Lately I’ve been cooking a lot from home and I keep going back to these Korean-inspired Bulgogi bowls. Rice, fresh cut veggies, beef cooked in a Korean marinade, and always a fried egg. Lately I’ve started topping it with black sesame seeds, a drizzle of sriracha, and a drizzle of Japanese Mayo – makes all the difference. And of course my favorite condiment is none other than mustard, particularly a nice fancy Dijon. When I moved to Boston I expected the food in my hometown of Columbia, MO to start to lose its charm in comparison but luckily I’ve been able to find some of the best in both cities. It really just depends what I’m looking for.
5. Mustard unfortunately does not have a human voice such as yours. How do you train your voice? Do you have any tips or techniques you could share for those looking to train theirs?

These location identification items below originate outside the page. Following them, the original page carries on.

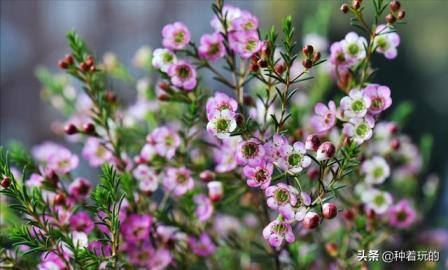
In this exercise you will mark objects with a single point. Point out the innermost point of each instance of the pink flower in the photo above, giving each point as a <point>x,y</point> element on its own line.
<point>293,158</point>
<point>250,152</point>
<point>80,189</point>
<point>95,152</point>
<point>212,47</point>
<point>282,197</point>
<point>51,261</point>
<point>178,180</point>
<point>160,260</point>
<point>401,215</point>
<point>379,97</point>
<point>136,227</point>
<point>100,248</point>
<point>220,102</point>
<point>222,124</point>
<point>245,44</point>
<point>386,41</point>
<point>35,180</point>
<point>165,141</point>
<point>183,75</point>
<point>259,175</point>
<point>203,246</point>
<point>62,161</point>
<point>325,117</point>
<point>277,231</point>
<point>355,104</point>
<point>147,178</point>
<point>359,129</point>
<point>246,22</point>
<point>204,207</point>
<point>215,190</point>
<point>81,222</point>
<point>175,36</point>
<point>337,56</point>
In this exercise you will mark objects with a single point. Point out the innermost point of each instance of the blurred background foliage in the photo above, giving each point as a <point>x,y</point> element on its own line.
<point>33,33</point>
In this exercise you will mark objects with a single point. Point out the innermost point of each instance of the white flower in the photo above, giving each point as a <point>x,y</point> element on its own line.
<point>359,129</point>
<point>222,124</point>
<point>163,58</point>
<point>377,200</point>
<point>376,170</point>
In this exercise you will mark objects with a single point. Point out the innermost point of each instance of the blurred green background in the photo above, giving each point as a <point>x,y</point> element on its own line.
<point>33,33</point>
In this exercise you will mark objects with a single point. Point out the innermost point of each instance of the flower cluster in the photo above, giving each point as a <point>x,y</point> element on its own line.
<point>193,178</point>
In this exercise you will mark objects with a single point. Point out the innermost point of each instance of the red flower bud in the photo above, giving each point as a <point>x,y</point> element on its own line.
<point>390,19</point>
<point>89,128</point>
<point>329,210</point>
<point>62,64</point>
<point>325,151</point>
<point>394,5</point>
<point>70,129</point>
<point>311,221</point>
<point>312,142</point>
<point>207,176</point>
<point>348,214</point>
<point>395,144</point>
<point>307,63</point>
<point>59,199</point>
<point>332,249</point>
<point>308,50</point>
<point>316,57</point>
<point>279,68</point>
<point>6,181</point>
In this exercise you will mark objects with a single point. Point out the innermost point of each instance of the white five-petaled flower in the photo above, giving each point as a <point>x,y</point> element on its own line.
<point>376,170</point>
<point>222,124</point>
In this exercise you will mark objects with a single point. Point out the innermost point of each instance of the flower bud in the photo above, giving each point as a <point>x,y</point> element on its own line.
<point>312,142</point>
<point>308,50</point>
<point>207,176</point>
<point>325,151</point>
<point>6,181</point>
<point>316,57</point>
<point>307,63</point>
<point>390,19</point>
<point>110,97</point>
<point>329,210</point>
<point>248,100</point>
<point>394,5</point>
<point>62,64</point>
<point>348,214</point>
<point>59,199</point>
<point>254,67</point>
<point>395,144</point>
<point>332,249</point>
<point>89,128</point>
<point>70,129</point>
<point>279,68</point>
<point>215,190</point>
<point>262,63</point>
<point>311,221</point>
<point>68,58</point>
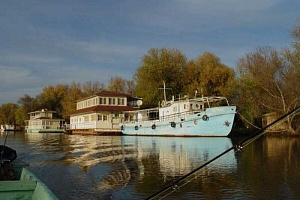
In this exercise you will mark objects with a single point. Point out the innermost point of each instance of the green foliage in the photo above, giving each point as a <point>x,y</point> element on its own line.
<point>52,97</point>
<point>118,84</point>
<point>89,88</point>
<point>208,76</point>
<point>267,83</point>
<point>158,66</point>
<point>21,115</point>
<point>7,113</point>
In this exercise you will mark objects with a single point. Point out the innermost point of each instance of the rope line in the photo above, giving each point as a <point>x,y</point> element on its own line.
<point>248,121</point>
<point>238,147</point>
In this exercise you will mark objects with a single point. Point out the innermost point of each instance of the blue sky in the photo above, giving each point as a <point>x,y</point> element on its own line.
<point>59,41</point>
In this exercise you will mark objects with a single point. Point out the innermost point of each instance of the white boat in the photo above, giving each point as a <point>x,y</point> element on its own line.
<point>44,121</point>
<point>10,127</point>
<point>199,116</point>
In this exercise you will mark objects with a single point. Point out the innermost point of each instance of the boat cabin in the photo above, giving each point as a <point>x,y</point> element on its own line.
<point>44,121</point>
<point>180,107</point>
<point>102,112</point>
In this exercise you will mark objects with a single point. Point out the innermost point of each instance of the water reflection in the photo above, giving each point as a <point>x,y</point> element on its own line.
<point>129,167</point>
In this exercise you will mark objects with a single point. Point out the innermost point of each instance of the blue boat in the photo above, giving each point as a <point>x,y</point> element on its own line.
<point>199,116</point>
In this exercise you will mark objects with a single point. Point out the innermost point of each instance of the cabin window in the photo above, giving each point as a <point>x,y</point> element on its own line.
<point>104,117</point>
<point>174,109</point>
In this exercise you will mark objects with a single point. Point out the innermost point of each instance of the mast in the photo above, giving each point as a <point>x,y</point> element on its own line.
<point>164,88</point>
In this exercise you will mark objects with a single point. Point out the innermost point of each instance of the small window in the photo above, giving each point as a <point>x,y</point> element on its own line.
<point>104,117</point>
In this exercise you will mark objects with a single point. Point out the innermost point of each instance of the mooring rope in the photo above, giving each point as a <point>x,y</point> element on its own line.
<point>238,147</point>
<point>248,121</point>
<point>2,152</point>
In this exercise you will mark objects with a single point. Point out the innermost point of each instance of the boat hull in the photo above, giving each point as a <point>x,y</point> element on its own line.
<point>45,130</point>
<point>216,121</point>
<point>26,186</point>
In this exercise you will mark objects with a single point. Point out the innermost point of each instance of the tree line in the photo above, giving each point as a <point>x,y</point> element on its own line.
<point>267,80</point>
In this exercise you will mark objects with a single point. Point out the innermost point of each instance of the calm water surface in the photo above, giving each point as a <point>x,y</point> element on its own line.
<point>129,167</point>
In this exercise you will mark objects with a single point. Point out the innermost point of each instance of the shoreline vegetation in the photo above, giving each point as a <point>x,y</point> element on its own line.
<point>266,81</point>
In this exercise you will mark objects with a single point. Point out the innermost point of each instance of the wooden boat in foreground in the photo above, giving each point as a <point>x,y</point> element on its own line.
<point>25,186</point>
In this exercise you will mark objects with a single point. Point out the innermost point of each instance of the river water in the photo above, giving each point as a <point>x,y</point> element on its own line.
<point>131,167</point>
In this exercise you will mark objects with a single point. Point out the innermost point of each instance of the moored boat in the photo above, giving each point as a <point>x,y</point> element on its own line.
<point>44,121</point>
<point>202,116</point>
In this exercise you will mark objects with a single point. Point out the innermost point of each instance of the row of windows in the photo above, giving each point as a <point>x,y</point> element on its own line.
<point>92,118</point>
<point>41,123</point>
<point>101,101</point>
<point>192,106</point>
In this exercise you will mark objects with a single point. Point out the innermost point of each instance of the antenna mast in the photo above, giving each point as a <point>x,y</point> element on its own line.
<point>164,88</point>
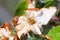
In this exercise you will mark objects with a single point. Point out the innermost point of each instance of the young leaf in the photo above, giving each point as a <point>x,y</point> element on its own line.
<point>21,7</point>
<point>54,33</point>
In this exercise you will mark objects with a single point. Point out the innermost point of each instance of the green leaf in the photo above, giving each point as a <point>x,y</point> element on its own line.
<point>46,1</point>
<point>54,33</point>
<point>21,7</point>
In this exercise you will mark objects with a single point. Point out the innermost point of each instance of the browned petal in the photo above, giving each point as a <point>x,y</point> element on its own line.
<point>15,20</point>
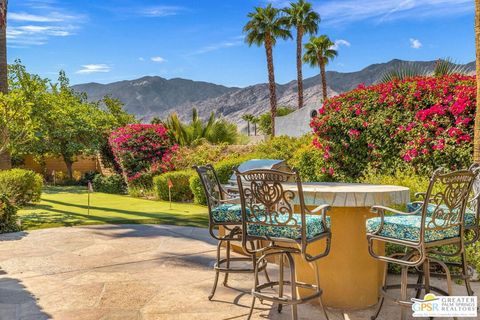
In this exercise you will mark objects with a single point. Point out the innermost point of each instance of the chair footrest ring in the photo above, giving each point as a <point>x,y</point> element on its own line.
<point>285,300</point>
<point>220,266</point>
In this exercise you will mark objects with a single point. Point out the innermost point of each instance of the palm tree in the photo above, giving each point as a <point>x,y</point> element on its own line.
<point>319,52</point>
<point>214,130</point>
<point>476,138</point>
<point>4,134</point>
<point>301,16</point>
<point>248,118</point>
<point>264,27</point>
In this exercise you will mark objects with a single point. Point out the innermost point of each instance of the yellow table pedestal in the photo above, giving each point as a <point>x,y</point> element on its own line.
<point>349,277</point>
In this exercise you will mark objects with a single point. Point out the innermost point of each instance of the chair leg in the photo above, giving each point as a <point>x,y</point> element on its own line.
<point>293,284</point>
<point>317,280</point>
<point>219,245</point>
<point>225,280</point>
<point>280,282</point>
<point>382,298</point>
<point>403,291</point>
<point>419,284</point>
<point>426,274</point>
<point>255,284</point>
<point>466,274</point>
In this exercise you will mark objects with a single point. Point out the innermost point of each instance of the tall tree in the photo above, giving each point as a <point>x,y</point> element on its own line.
<point>319,51</point>
<point>476,139</point>
<point>264,28</point>
<point>301,16</point>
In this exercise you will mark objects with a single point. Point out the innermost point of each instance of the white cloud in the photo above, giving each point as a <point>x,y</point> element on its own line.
<point>160,11</point>
<point>415,43</point>
<point>40,21</point>
<point>27,17</point>
<point>340,42</point>
<point>94,68</point>
<point>158,59</point>
<point>346,11</point>
<point>236,41</point>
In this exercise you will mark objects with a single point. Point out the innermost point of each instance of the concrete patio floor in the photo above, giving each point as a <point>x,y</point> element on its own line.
<point>130,272</point>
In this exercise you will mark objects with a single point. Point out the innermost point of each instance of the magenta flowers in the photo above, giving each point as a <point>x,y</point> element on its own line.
<point>423,121</point>
<point>142,150</point>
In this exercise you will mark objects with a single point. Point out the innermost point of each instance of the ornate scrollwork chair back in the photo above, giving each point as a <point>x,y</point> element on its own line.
<point>211,184</point>
<point>446,200</point>
<point>267,201</point>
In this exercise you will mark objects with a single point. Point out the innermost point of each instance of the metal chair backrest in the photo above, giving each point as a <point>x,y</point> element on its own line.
<point>266,202</point>
<point>447,196</point>
<point>211,185</point>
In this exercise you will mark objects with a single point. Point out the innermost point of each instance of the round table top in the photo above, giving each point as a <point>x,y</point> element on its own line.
<point>352,194</point>
<point>338,194</point>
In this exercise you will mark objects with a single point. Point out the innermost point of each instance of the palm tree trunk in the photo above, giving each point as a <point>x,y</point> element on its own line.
<point>476,138</point>
<point>271,82</point>
<point>299,67</point>
<point>324,79</point>
<point>3,47</point>
<point>4,75</point>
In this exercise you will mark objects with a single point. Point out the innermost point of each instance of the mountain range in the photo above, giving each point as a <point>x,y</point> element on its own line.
<point>151,96</point>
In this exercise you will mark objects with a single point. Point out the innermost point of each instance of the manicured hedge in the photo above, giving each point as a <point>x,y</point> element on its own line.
<point>114,184</point>
<point>224,170</point>
<point>180,190</point>
<point>21,186</point>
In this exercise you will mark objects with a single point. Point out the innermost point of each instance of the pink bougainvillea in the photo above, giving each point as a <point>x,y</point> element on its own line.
<point>142,150</point>
<point>423,121</point>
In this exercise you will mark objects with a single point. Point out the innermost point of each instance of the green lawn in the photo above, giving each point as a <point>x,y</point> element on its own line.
<point>68,206</point>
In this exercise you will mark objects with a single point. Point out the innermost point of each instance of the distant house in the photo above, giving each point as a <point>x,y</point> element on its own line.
<point>295,124</point>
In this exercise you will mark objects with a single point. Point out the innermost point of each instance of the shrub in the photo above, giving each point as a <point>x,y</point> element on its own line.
<point>281,147</point>
<point>426,122</point>
<point>8,215</point>
<point>114,184</point>
<point>180,190</point>
<point>309,162</point>
<point>21,186</point>
<point>224,171</point>
<point>205,153</point>
<point>142,151</point>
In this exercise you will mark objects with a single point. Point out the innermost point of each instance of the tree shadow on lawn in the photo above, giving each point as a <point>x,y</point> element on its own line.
<point>64,189</point>
<point>68,218</point>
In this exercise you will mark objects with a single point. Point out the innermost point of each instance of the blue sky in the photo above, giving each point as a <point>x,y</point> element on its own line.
<point>112,40</point>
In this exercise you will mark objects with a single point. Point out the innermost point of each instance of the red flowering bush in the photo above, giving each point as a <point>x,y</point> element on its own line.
<point>425,122</point>
<point>142,151</point>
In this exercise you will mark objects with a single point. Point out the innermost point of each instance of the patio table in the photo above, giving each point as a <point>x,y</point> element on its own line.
<point>349,276</point>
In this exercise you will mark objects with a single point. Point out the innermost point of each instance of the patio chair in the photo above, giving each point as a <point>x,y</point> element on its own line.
<point>269,214</point>
<point>224,217</point>
<point>472,231</point>
<point>421,233</point>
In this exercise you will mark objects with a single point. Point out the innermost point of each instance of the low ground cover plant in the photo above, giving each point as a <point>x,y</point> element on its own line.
<point>114,184</point>
<point>8,215</point>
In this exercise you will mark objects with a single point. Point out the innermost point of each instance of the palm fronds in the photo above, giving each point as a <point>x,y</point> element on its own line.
<point>214,130</point>
<point>445,67</point>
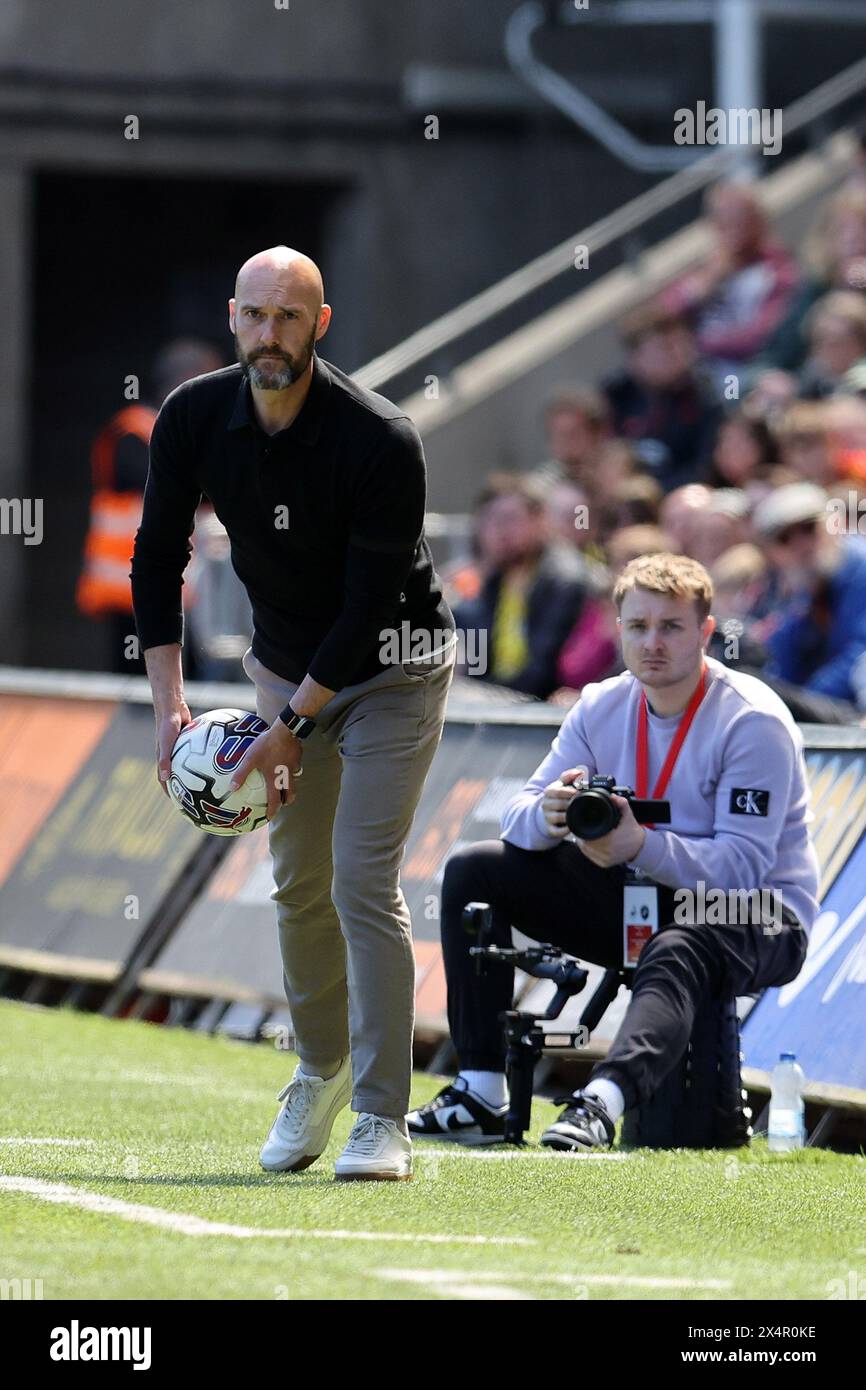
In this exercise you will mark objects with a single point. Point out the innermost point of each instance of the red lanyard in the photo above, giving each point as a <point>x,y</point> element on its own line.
<point>673,752</point>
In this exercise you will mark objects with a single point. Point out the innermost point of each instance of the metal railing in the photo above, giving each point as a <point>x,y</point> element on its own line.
<point>613,227</point>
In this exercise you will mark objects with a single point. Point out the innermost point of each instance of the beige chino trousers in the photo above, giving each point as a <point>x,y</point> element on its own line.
<point>345,930</point>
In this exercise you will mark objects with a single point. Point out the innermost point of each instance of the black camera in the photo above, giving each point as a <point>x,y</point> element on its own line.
<point>592,812</point>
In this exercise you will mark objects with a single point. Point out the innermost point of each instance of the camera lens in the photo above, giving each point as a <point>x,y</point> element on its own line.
<point>591,815</point>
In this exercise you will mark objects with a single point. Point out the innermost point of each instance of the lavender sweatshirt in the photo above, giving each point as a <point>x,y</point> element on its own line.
<point>738,792</point>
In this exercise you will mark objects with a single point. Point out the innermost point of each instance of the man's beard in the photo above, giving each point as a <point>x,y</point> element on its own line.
<point>274,378</point>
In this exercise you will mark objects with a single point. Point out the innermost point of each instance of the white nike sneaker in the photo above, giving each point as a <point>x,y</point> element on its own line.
<point>377,1150</point>
<point>300,1132</point>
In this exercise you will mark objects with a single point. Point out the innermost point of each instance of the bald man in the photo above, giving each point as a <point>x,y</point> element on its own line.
<point>321,487</point>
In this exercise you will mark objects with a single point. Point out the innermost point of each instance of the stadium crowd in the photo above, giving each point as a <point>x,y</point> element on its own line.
<point>733,432</point>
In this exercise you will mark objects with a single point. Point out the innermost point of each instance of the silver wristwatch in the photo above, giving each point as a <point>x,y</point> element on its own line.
<point>298,724</point>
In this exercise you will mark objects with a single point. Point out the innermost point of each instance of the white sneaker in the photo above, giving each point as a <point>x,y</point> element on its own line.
<point>377,1150</point>
<point>303,1126</point>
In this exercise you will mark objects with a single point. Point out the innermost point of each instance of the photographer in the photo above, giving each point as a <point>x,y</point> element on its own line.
<point>723,749</point>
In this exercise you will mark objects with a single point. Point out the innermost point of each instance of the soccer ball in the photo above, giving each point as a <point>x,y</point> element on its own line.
<point>203,759</point>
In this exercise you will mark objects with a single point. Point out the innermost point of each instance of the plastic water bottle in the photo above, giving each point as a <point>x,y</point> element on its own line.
<point>787,1126</point>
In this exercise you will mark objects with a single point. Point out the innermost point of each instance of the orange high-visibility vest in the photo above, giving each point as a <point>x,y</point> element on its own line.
<point>103,585</point>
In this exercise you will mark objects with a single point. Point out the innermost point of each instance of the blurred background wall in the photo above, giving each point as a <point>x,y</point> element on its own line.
<point>260,125</point>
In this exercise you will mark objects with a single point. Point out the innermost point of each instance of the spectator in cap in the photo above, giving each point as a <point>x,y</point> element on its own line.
<point>660,402</point>
<point>816,631</point>
<point>576,426</point>
<point>745,452</point>
<point>738,296</point>
<point>533,591</point>
<point>836,327</point>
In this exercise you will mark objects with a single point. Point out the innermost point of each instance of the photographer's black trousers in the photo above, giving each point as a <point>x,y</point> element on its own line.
<point>562,897</point>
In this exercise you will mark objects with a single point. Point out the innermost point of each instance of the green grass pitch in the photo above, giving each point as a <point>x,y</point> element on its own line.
<point>166,1125</point>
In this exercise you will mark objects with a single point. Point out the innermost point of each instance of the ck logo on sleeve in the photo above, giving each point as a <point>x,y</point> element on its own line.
<point>749,802</point>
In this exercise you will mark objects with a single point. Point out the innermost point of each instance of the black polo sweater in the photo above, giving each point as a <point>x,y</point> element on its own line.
<point>348,477</point>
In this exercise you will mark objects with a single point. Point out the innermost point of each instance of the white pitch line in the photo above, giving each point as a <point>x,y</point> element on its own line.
<point>59,1143</point>
<point>186,1225</point>
<point>544,1155</point>
<point>455,1280</point>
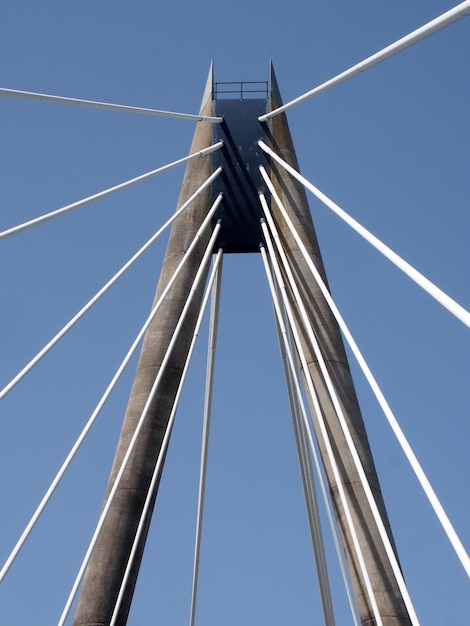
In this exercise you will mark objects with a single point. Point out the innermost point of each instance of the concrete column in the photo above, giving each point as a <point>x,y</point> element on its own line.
<point>292,194</point>
<point>108,562</point>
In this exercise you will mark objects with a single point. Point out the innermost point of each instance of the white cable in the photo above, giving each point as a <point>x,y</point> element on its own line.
<point>43,97</point>
<point>213,325</point>
<point>102,194</point>
<point>306,425</point>
<point>166,438</point>
<point>351,445</point>
<point>313,395</point>
<point>455,14</point>
<point>139,424</point>
<point>446,301</point>
<point>393,422</point>
<point>77,444</point>
<point>100,293</point>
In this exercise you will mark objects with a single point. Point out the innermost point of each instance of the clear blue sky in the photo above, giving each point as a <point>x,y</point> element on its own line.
<point>391,146</point>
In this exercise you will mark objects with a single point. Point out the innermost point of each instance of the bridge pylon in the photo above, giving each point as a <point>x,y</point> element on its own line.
<point>240,213</point>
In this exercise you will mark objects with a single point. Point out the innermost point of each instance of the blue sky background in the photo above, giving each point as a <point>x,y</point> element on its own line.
<point>391,146</point>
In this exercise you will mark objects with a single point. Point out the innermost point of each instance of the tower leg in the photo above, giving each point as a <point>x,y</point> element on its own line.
<point>108,562</point>
<point>292,194</point>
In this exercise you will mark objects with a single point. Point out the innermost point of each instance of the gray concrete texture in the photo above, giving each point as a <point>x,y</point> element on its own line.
<point>293,197</point>
<point>108,562</point>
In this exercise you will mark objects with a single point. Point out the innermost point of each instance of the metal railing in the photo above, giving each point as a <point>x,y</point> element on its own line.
<point>240,89</point>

I try to practice 2 hours a day, slightly resetting the material of my routine each week. I spend a lot of time training my musicality with Improv, memorization, scales, arpeggios, the works. But I’ve been starting to work some intentional vocal technique work back into my routine with some breath work and exercises to bridge tonal gaps in my range.
6. What is your creative process? Do the lyrics come first or the composition? How do you build and compose your music?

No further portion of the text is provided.